Maud: «Il compito del reparto shading/texture consiste nel ricreare in maniera più fedele possibile i materiali e le texture dei personaggi. Per texture si intende un’immagine bidimensionale che viene riprodotta su una o più facce di un modello tridimensionale o poligonale ( da quest’immagine si capisce meglio). Dopo la fase di modellazione dei personaggi e delle scene mi vengono assegnati dei modelli: di questi modelli devo ricreare, ad esempio, l’interazione del materiale di cui sono fatti con la luce (ad esempio, una luce sulla plastica crea un effetto diverso rispetto alla stessa luce sul legno) e le texture della pelle, dei capelli e dei vestiti dei personaggi.»

Ottaviano: «Il lavoro del reparto lighting è invece più semplice da spiegare: gli addetti al lighting sono, paragonati alla realtà, dei fotografi del 3D. In base alle richieste del reparto artistico dobbiamo illuminare il set e la scena di lavoro per creare una certa atmosfera, partendo da una tavola a colori fatta a mano e ricreando in 3D  luminosità, intensità, ombre, mood. Tutto questo per ogni singolo shot del film.»

Alla luce delle vostre esperienze, avete trovato delle differenze nel lavorare in Italia o all’estero?

Maud: «In Italia, rispetto al mercato estero, mancano le società che producono film d’animazione in 3D. Non ci può essere un confronto vero e proprio, in quanto le realtà italiane sono più piccole e si occupano principalmente di pubblicità o serie televisive per bambini. A Valencia abbiamo trovato sicuramente un’organizzazione strutturata in maniera molto migliore, ma paragonare Blue Dream agli studios italiani sarebbe come paragonare Davide a Golia. Si parla di 120/150 persone rispetto a 30 o 40. La differenza più grande è sicuramente (in coro con Ottaviano) la prospettiva di continuità: in Italia non abbiamo mai ricevuto un’offerta che andasse oltre il singolo progetto o i 6/8 mesi di lavoro.»

Ottaviano: «Da noi manca effettivamente la voglia di pensare al futuro e di creare uno studio che abbia una struttura solida per lavorare a medio/lungo termine. Sembra che tutto debba esaurirsi ad ogni progetto. Si cerca ogni volta di arrivare in fondo tirando a campare e poi si riparte da zero. All’estero si cerca di mantenere un flusso lavorativo più lineare ed è molto più facile ottenere una riconferma o un contratto, piuttosto che dover per forza aprire una Partita Iva.»

Siamo arrivati alla fine di questa intervista. Avete già in mente qualche idea per il vostro futuro?

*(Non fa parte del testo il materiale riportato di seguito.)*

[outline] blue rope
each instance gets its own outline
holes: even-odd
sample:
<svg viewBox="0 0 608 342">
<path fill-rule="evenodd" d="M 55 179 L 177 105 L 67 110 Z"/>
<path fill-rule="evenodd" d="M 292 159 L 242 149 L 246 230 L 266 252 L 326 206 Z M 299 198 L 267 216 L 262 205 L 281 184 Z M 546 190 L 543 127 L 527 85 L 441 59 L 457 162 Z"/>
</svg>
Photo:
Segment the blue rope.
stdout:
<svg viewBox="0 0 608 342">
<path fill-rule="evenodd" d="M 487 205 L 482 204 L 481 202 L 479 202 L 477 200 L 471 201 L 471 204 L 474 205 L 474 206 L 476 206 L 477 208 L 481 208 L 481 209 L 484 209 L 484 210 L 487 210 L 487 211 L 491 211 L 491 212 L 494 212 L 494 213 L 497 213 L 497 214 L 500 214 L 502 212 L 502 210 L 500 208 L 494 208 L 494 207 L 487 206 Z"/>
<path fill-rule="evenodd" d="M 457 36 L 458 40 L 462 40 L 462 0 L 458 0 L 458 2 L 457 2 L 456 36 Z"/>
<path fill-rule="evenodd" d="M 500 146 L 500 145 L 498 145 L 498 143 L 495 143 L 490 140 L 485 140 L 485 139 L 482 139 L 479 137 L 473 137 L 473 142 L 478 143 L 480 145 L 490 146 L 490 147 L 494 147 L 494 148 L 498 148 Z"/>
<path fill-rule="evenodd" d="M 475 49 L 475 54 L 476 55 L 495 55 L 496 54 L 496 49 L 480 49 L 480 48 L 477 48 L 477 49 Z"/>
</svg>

Ottaviano: «Sarebbe bello tornare in Italia, ma non è un progetto realizzabile con sicurezza. Il pensiero di tornare c’è sempre. Purtroppo bisogna vedere come andrà il mercato e finché il settore del 3D rimarrà scarno come in questo momento quella del ritorno rimane appunto un’idea, non attuabile con certezza.

Maud: «Sicuramente tra i miei progetti a breve termine c’è quello di aggiornarmi riguardo alle novità del mio lavoro. Il nostro settore è in continua evoluzione, ogni sei mesi esce un programma nuovo e soprattutto se sei concentrato nella realizzazione di un film tendi ad isolarti e a focalizzarti solo su ciò a cui stai lavorando. Rimani quasi in una sorta di bolla, per questo nei prossimi mesi mi fermerò e porterò a termine questo upgrade personale.»